Solar panels at the flux station in Adventdalen on Svalbard, one of the locations where data was collected for this study.
Solar panels at the flux station in Adventdalen on Svalbard, one of the locations where data was collected for this study. Photo: Frans-Jan Parmentier.

A recent study based on data collected by, among others, researchers at our department, finds that climate change is converting permafrost areas from carbon sinks into carbon sources.

Frans-Jan Parmentier, Torben Christensen, and former PhD Student Norbert Pirk, have contributed with data to a journal article published in Nature Climate Change.

The study shows winter carbon emissions from the Arctic may now be putting more carbon into the atmosphere than is taken up by plants each year. It warns that winter carbon dioxide (CO2) loss from the world’s permafrost regions could increase by 41% if human-caused greenhouse gas emissions continue on their current pace.

The researchers behind the study estimate a loss of 1,7 million metric tons of carbon from the permafrost region during the winter season. That loss is greater than the average growing season carbon uptake for this region estimated from process models (1.0 million metric tons of carbon taken up per year).

Extending model predictions to warmer conditions in 2100 indicates that winter CO2 emissions could increase 17% under a moderate mitigation scenario (RCP 4.5) but could rise 41% under a business-as-usual emissions scenario (RCP 8.5).

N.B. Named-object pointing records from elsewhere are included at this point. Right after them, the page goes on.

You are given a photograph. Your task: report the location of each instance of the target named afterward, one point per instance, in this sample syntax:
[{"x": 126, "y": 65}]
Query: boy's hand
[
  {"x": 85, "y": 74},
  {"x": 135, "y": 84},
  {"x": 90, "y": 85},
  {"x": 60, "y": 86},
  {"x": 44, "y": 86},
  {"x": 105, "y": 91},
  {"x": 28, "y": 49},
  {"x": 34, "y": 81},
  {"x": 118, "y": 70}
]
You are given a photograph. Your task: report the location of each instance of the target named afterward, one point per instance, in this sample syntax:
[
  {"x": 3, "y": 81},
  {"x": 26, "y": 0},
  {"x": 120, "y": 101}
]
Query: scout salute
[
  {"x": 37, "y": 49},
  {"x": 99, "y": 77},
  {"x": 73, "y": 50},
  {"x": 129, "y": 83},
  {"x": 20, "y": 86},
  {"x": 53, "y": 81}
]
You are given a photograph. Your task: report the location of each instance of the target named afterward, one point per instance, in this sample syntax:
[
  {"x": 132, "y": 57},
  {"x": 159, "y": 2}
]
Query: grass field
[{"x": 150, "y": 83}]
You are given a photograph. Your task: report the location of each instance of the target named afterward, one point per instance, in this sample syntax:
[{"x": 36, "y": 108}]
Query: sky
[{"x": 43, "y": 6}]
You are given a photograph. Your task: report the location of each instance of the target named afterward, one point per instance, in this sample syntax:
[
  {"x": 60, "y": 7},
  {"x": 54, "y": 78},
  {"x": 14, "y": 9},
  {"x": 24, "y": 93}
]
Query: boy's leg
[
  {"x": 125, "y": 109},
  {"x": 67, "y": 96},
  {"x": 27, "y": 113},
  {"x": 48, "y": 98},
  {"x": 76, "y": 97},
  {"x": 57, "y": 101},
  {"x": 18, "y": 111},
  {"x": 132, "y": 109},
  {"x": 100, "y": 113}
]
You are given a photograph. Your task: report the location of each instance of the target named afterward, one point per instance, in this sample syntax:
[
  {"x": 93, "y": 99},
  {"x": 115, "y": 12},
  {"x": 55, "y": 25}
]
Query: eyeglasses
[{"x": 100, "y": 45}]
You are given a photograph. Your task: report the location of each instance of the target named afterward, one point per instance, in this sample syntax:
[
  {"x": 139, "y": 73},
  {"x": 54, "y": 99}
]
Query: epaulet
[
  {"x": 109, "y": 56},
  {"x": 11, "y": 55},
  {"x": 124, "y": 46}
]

Read the full study here: “Large loss of CO2 in winter observed across the northern permafrost region”.

Facts: permafrost

Permafrost is the carbon-rich frozen soil that covers 24 percent of Northern Hemisphere land area. Across the globe, permafrost holds more carbon than has ever been released by humans. Right now, permafrost keeps carbon safely locked away. But as global temperatures warm, permafrost thaws and releases greenhouse gases to the atmosphere. This carbon from thawing permafrost had been omitted from many models and reports that informed international climate policy.